Carpenter asked Rita if her mother had accepted Christ as her personal savior. Rita said her mother was a devout Catholic and felt no need to acknowledge Jesus Christ as the way to salvation.
“I bowed in front of her mother on both knees and grasped her hands and asked if I could pray for her health and wellbeing,” Carpenter says. “As I prayed, grasping her soft and gently aging hands, and Rita translated, I felt the presence of Christ’s love.
“I asked Rita to please translate and ask her mother if she would accept Jesus Christ into her heart, and allow me to pray for her again this very moment. [Her mother] smiled and acknowledged ‘yes,’ and I heard Rita express a sigh of relief.”
At another home, two women were in their front yard, working on a large vehicle. The team invited this mother/daughter pair to Inglewood’s Easter service and offered to pray with them.
“The mother was a member of the Mormon church, but she did not attend regularly,” Carpenter recalls. “The daughter was not attending anywhere, and I asked her if she had ever taken the step to invite Jesus Christ into her heart.”
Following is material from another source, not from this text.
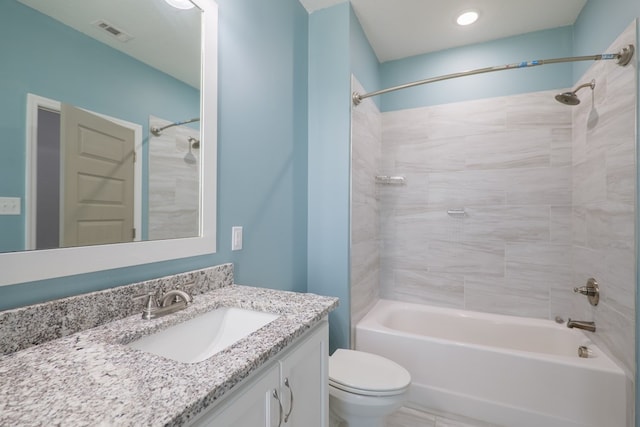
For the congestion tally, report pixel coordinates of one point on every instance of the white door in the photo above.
(97, 182)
When she said “no,” Carpenter asked her softly if she would like to pray “and know for certain that her eternity could be secure.” Without hesitation, she said “yes.” Carpenter recalls, “All five of us were beaming!”
Paschal says evangelism has been ingrained in Inglewood Baptist Church over the years, adding that the partnership with Southwestern strengthens that outreach. “We shared with Catholics, we shared with Jehovah’s Witnesses, we shared with Buddhists, and many who were irreligious altogether,” Paschal says.
“It’s our job to be the messengers. We can open the doors, but it’s up to God to open the hearts.”